Saudi Arabia: The glaring omission from Prince Mohammed’s Bloomberg interview

Saudi Policy

Last week Saudi Arabia’s Deputy Crown Prince Mohammed bin Salman made news through a wide-ranging interview with a major news outlet for the second time in 2016 (in addition to the Economist’s interview in January)— on this occasion it was a five-hour chat with Bloomberg. The interview’s transcript provides a plethora of hints regarding the structure of Saudi Arabia’s yet-to-be released National Transformation Plan, which is meant to diversify the economy away from oil and promote sustainable growth in the coming years.

While the interview outlined the potential for sweeping changes in the Saudi market, there is one topic that was not addressed, which could have a more immediate and acute impact on foreign companies: changes to Saudization.

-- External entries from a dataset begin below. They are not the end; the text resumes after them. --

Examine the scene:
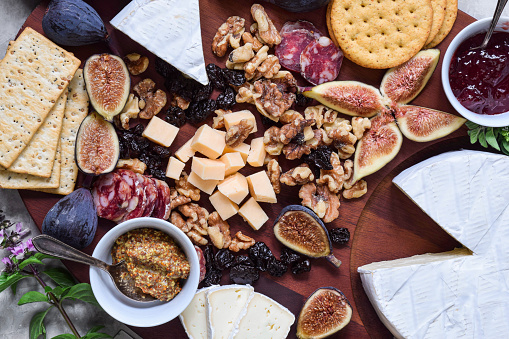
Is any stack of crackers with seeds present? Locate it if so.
[326,0,458,69]
[0,28,88,195]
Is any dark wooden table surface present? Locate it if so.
[15,0,474,338]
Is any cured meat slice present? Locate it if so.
[119,170,147,221]
[275,29,315,72]
[92,172,132,221]
[152,178,171,220]
[300,36,343,85]
[279,20,323,39]
[142,176,157,217]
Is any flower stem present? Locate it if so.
[28,265,81,338]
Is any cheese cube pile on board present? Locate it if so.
[179,285,295,339]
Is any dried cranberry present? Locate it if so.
[292,259,311,274]
[230,264,260,285]
[215,248,235,270]
[329,227,350,245]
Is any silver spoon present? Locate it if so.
[32,234,157,302]
[470,0,507,51]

In recent years, Saudization policies, which are meant to shift the burden of job creation to the private sector by requiring firms to hire a specific percentage of Saudi nationals, have simply failed to deliver meaningful change in society.

After a brief analysis of key data, it is plausible to assume that the country is on the verge of revamping labor regulations or doubling down on the current policy. As Jadwa Investment points out, Saudi Arabia’s official unemployment rate dropped to 11.5% in 2015 from 11.7% in 2014 but that is due to a lower labor participation rate rather than a surge in new jobs. In fact, according to official data recently released by the General Authority for Statistics, Saudi national employment only increased 1.4% YOY in 2015 which is the lowest growth rate since 1999 and below the population growth rate—1.8%. In contrast, non-Saudi employment grew 6.2% YOY in 2015.

This is a big problem when viewed through a demographics lens: two-thirds of Saudis are under 30 years old, and the youth unemployment rate is approximately 30%. Saudi Arabia must ensure enough jobs are created to keep up with more than 150,000 graduates entering the job market per year. It cannot do this without private sector assistance. Whether the government seeks to achieve this goal by raising labor quotas across sectors, or through another major overhaul of policies, change is coming. Senior executives that ignore these clear signals are in danger of significantly underperforming sales targets in the coming years.

What this means for foreign companies

Senior executives should guard against knee jerk reactions within their organizations ahead of potentially significant Saudization developments. It will be crucial to work with relevant regional and local staff, as well as local partners, to prepare for the possibility of new regulations going into effect. If new policies are implemented, senior executives will need to clarify internally how this impacts resources, profitability, staffing, training, and long-range plans.

As with all shifting business environments, there are always opportunities for companies that are prepared to take calculated risks. For companies operating in Saudi Arabia, moving to abide by new labor regulations could align with plans to set up manufacturing facilities and provide greater leverage against competitors. For companies seeking to enter the Saudi market, this could provide a chance to differentiate their organization from seasoned competitors that could be slow-moving in overturning long-established local structures. Regardless, the sands are shifting in Saudi Arabia and companies must be ready to demonstrate their willingness to localize if they want to continue cashing in on opportunities in the MENA region’s largest economy.